Buna bir düşünce deneyi ile cevap arayalım;
1- Önce olmayan bir kavram üretelim.
2- Bu kavrama bir isim uyduralım : " Hödeviç" olsun.
3- Şimdi bu kavramı tanımlayalım: Hödeviç; Mars ta 3 milyon yıl önce var olduğu düşünülen 8. ve 11. boyutlarda yaşayan perimsi yaratıklar diyelim.
4- Şimdi bu kavramı daha önce hiç duymamış olan bizler için daha önce ne düşündüğümüzü soralım.

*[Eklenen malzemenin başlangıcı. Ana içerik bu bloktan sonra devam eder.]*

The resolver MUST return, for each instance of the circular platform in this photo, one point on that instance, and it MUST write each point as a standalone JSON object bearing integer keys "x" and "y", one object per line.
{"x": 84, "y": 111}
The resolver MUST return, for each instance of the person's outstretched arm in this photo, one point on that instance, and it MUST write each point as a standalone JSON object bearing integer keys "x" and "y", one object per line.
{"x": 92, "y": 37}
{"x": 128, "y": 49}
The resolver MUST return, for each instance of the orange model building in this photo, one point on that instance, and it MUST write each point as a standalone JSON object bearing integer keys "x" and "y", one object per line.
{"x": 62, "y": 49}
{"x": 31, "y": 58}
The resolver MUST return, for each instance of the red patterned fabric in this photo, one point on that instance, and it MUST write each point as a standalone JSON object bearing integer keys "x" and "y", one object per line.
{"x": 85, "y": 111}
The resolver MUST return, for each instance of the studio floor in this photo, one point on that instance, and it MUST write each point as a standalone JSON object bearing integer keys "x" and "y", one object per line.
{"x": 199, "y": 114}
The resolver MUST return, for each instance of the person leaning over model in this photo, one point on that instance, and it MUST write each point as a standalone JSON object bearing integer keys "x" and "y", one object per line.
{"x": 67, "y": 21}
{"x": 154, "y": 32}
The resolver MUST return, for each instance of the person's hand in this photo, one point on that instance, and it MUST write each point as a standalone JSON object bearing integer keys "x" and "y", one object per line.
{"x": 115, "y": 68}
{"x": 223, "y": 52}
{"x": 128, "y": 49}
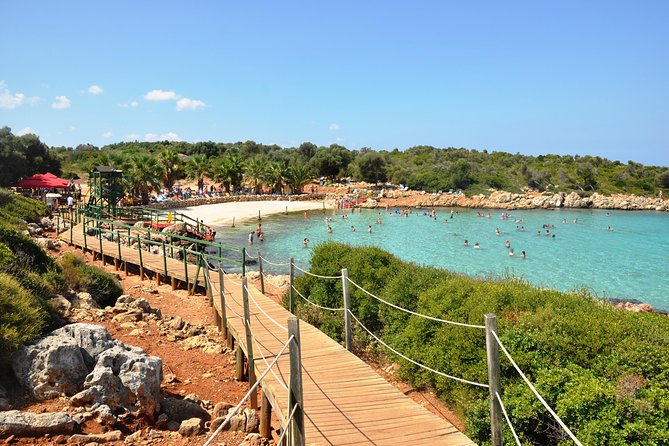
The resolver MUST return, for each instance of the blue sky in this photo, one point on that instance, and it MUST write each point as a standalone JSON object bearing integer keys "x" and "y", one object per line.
{"x": 534, "y": 77}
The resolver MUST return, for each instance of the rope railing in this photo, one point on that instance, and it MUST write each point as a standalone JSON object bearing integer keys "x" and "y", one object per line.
{"x": 536, "y": 392}
{"x": 506, "y": 417}
{"x": 264, "y": 312}
{"x": 315, "y": 304}
{"x": 445, "y": 375}
{"x": 316, "y": 275}
{"x": 424, "y": 316}
{"x": 248, "y": 394}
{"x": 287, "y": 428}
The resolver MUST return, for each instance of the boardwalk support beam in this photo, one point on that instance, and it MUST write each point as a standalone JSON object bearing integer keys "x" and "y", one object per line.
{"x": 253, "y": 398}
{"x": 492, "y": 357}
{"x": 347, "y": 309}
{"x": 296, "y": 427}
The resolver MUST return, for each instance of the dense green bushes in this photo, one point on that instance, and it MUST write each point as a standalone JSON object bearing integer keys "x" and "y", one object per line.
{"x": 104, "y": 287}
{"x": 605, "y": 371}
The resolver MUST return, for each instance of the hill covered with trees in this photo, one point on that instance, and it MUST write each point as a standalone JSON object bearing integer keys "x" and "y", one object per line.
{"x": 276, "y": 169}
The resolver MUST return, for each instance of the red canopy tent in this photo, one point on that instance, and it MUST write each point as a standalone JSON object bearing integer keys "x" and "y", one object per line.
{"x": 43, "y": 180}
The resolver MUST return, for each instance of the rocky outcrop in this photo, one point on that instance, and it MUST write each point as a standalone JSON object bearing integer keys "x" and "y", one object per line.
{"x": 26, "y": 424}
{"x": 83, "y": 361}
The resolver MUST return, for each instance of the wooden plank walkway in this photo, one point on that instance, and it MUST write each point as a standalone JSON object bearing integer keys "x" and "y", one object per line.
{"x": 345, "y": 401}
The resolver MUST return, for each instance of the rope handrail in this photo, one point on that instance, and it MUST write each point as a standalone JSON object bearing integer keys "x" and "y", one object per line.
{"x": 536, "y": 392}
{"x": 315, "y": 304}
{"x": 262, "y": 355}
{"x": 264, "y": 312}
{"x": 248, "y": 394}
{"x": 436, "y": 319}
{"x": 413, "y": 361}
{"x": 285, "y": 429}
{"x": 316, "y": 275}
{"x": 273, "y": 263}
{"x": 508, "y": 421}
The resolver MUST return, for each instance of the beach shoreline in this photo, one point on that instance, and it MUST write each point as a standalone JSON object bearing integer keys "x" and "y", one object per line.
{"x": 235, "y": 212}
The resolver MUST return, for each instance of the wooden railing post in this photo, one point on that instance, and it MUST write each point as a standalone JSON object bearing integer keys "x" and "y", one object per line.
{"x": 492, "y": 357}
{"x": 262, "y": 277}
{"x": 224, "y": 319}
{"x": 141, "y": 263}
{"x": 347, "y": 309}
{"x": 291, "y": 300}
{"x": 253, "y": 399}
{"x": 296, "y": 427}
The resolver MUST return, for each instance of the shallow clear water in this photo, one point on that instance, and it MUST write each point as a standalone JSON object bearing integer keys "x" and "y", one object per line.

Yanıt? : ( ağustos böceği sesi efekti... ) hiç bir fikrimiz yok. hatta düşüncenin tohumu bile yok. Çünkü daha önce hödeviçleri hiç duymamıştık. Var olup olmadıklarını bilme şansımız da yok. Varsalar bizim sadece matematik yoluyla izah edebildiğimiz ama gidemediğimiz boyutlardalar. Yoksalar, olmadıklarını da bilme şansımız yok.
Yani kimsenin görmediği, birinci elden deneyimlemediği bir kavram konusunda tartışmak körler ülkesinde masanın siyah mı beyaz mı olduğu konuşmaktan farklı değil. Bilemediğimiz şeye inanırız ama masanın renginin ne olduğunu bilemediğim ( doğuştan görme özürlü biri için) renk tanımı bile tartışmalı iken bir de bunu başka biri ile ortaklaştırma ya da kendi inanışımın doğru olduğuna ikna etme çabası tamamen havanda su dövme aktivitesidir.